Ich glaube, alle Feministen sind Sozialisten, wenn sie wollen, dass der Staat eingreift, um das Marktversagen zu beheben, das zur Abwertung von Care-Arbeit führt. Märkte können nur kinderlose Frauen ermächtigen. Das ist vielleicht auch der Grund für den Rückgang der Geburtenraten in den kapitalistischen Gesellschaften. Frauen wissen, dass ihre Leistung als Mutter in kapitalistischen Systemen keinen Wert hat, also entscheiden sie sich für wenige oder gar keine Kinder. Wenn Frauen aber Kinder bekommen und zugleich eine gewisse Form der wirtschaftlichen Unabhängigkeit bewahren wollen, dann brauchen sie die Unterstützung durch progressive staatliche Maßnahmen. Ich glaube deshalb, dass Feminismus, soll er für alle Frauen funktionieren, mit einer sozialistischen Politik einhergeht.

Ghodsee Cover
Kristen R. Ghodsee: Warum Frauen im Sozialismus besseren Sex haben. Aus dem Englischen von Ursel Schäfer und Richard Barth. Suhrkamp Verlag 2019. 277 Seiten. 18,- Euro. Hier bestellen

Kann die Überwindung des Kapitalismus ein legitimes gesellschaftliches Ziel sein?

Ich denke, wir müssen den Kapitalismus nicht mehr überwinden, er zerstört sich doch schon selbst. Wenn wir erst einmal autonome Autos und Roboter haben oder Algorithmen, die die meisten menschlichen Aufgaben übernehmen, wer kauft dann noch all die Produkte der Unternehmen? Wenn Frauen weniger Kinder bekommen, weil es unmöglich ist, Familie und Job unter einen Hut zu bringen, wird das Wirtschaftswachstum in den Industriestaaten an sein Ende gelangen, weil es dann weniger Arbeiter, Konsumenten und Steuerzahler gibt. Wenn die Erde aufgrund des Klimawandels unbewohnbar ist, wie soll der Kapitalismus in seiner gegenwärtigen Form dann fortexistieren? Wir werden immer Märkte für Konsumgüter brauchen. Ich will kein sozialistisches Komitee, dass die Farbe meiner Unterwäsche oder den Duft meines Duschbads festlegt. Märkte sind wunderbar für die Verbrauchsgüter, die nicht überlebensnotwendig sind. Sie wirken aber verheerend, wenn sie sich auf das Wohnen, das Trinkwasser, die Gesundheitsvorsorge oder die Bildung ausdehnen, wie das in den USA der Fall ist. Pharmakonzerne enthalten jenen lebensrettende Medikamente vor, die sie sich nicht leisten können, oder erhöhen die Preise, um kurzfristige Gewinne zu erzielen.

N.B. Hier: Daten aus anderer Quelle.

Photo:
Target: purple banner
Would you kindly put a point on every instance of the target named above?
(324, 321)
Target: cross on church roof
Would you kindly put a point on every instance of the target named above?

Also eher ein Gesellschaftssystem mit sozialistischen und kapitalistischen Elementen?

Der Kapitalismus, wie er gerade besteht, zerfällt, und wir brauchen einen Plan für die Zukunft. Andernfalls rutschen wir ab in die Art quasifaschistische Plutokratie, zu der die USA, wie ich fürchte, gerade werden. Die sozialistische Geschichte hält für uns ein paar Ideen bereit, wie sich das Wirtschaftssystem so umbauen lässt, dass nicht nur das obere eine Prozent davon profitiert. Keine Frage: Wir müssen die negativen Aspekte des Staatssozialismus aus dem 20. Jahrhunderts ablehnen. Aber es gab einige politische Maßnahmen und Ideen, die wir retten und wiederverwenden können, um die einzigartigen Herausforderungen des 21. Jahrhunderts zu meistern. Der britische Philosoph und Ökonom John Stuart Mill bemerkte einmal, der Kapitalismus sei gut darin, Wohlstand zu schaffen, aber nicht so gut darin, ihn zu verteilen. Wir haben uns in der Vergangenheit zu sehr auf das Schaffen von Wohlstand und zu wenig auf dessen gerechte Verteilung konzentriert.

Was braucht die gute Gesellschaft der Zukunft?

Mehr Liebe. Mehr Teilen. Mehr Gerechtigkeit. Mehr Nachhaltigkeit. Weniger Hass. Weniger Gier. Weniger Eigennutz. Weniger Zeug. Eine gute Gesellschaft stellt die Menschen und ihr Glück über die Profite von Unternehmen und den Reichtum der wenigen.